DU Religious Studies Student Pursues Future in Public Health
DU graduating student Christopher Kiley says that his college career has been like his side project of pickling: “The marrying very different ingredients to make one greater product.” As an international and religious studies double major with a minor in biology and involvement with DU’s Roosevelt — a public policy think tank — Kiley has his hands in a little bit of everything.
“I want my resume to confuse people,” Kiley joked. “Although all of my involvements seem different, they’re really all united under my passion for human connection.”
After taking the freshman seminar (FSEM) The Bible and Social Justice with Alison Schofield, Kiley fell in love with the deep personal connection that religious studies could teach him.
“It was a very emotional experience for me to listen to people speak and share their faith,” he said. “There was an openness of people’s ideas and emotions that I hadn’t experienced before.”
Channeling what he learned in his religious studies courses, Kiley studied abroad in Salzburg, Austria, where he focused on listening to different cultures, religions and histories.
“Studying abroad helped me navigate how to talk about hard subjects and histories with people from different cultures.
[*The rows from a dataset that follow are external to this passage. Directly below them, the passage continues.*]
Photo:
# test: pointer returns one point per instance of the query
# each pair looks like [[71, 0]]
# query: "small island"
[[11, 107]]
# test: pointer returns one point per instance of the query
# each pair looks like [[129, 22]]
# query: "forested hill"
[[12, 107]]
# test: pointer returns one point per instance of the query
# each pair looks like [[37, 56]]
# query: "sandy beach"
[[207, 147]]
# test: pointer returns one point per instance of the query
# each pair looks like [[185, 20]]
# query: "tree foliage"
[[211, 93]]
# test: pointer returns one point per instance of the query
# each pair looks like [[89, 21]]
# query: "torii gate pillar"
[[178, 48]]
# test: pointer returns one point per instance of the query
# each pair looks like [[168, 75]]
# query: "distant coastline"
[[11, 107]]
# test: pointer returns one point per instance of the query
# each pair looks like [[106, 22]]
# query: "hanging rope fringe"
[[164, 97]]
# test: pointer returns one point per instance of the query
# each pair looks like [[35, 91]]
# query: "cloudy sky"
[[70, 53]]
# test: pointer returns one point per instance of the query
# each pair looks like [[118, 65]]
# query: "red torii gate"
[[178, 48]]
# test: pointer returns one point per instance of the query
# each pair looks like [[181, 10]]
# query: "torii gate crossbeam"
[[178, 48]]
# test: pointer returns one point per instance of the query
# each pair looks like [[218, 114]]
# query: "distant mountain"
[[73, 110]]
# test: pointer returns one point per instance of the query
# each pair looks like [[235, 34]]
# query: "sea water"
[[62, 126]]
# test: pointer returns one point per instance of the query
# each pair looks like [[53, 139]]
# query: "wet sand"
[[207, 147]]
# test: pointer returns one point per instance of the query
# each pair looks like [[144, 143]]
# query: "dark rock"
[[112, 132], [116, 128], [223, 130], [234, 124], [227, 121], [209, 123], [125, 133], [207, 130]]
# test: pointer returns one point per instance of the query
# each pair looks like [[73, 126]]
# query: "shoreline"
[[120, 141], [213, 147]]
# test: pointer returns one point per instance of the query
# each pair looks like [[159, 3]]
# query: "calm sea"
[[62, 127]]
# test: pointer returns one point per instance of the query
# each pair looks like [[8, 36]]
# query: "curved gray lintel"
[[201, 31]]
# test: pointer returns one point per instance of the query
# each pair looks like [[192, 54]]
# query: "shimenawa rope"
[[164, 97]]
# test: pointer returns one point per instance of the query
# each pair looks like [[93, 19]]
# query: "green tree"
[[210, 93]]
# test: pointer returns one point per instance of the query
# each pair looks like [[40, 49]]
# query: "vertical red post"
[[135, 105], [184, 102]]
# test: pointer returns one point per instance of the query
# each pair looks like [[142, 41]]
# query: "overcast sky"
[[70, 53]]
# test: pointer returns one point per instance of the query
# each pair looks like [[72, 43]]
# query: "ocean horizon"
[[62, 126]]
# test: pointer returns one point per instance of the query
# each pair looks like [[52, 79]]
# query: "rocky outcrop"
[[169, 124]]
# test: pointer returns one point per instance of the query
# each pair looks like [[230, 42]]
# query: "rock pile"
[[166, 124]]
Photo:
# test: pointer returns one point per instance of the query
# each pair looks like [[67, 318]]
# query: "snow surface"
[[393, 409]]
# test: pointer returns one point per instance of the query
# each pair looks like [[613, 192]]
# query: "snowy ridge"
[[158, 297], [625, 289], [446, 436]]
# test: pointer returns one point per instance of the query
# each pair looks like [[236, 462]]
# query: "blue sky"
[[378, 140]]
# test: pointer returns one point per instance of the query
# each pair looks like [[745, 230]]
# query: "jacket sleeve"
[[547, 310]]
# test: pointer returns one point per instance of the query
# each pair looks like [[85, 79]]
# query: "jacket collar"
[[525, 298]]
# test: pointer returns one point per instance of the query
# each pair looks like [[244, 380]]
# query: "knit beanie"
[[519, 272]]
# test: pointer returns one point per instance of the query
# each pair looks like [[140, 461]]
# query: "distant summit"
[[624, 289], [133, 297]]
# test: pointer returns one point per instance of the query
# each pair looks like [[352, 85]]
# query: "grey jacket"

I was able to travel to Croatia, where I learned about the war in the Balkans from a local family I stayed with. It changed my experience entirely,” Kiley said.
After graduation, Kiley plans to turn his passion into action by working for AmeriCorps in Denver, where he was just hired as a Contract Tracer. He’s applying to the Peace Corps as well and hopes these experiences will bolster his ability to work alongside low-income, minority and underserved communities, since his ultimate goal is to get his master’s in public health.
“I want to continue to learn the small things that can drastically improve how people live,” he said. “Whether it’s water or pharmaceutical access, health infrastructure is at the core of where I want my impact to be seen.”
The COVID-19 pandemic — as well as secondhand experience from his mother, an ER doctor — has further called on Kiley to apply his studies to public health.
“My classes at DU have taught me empathy. I think right now especially, we all need a little empathy.”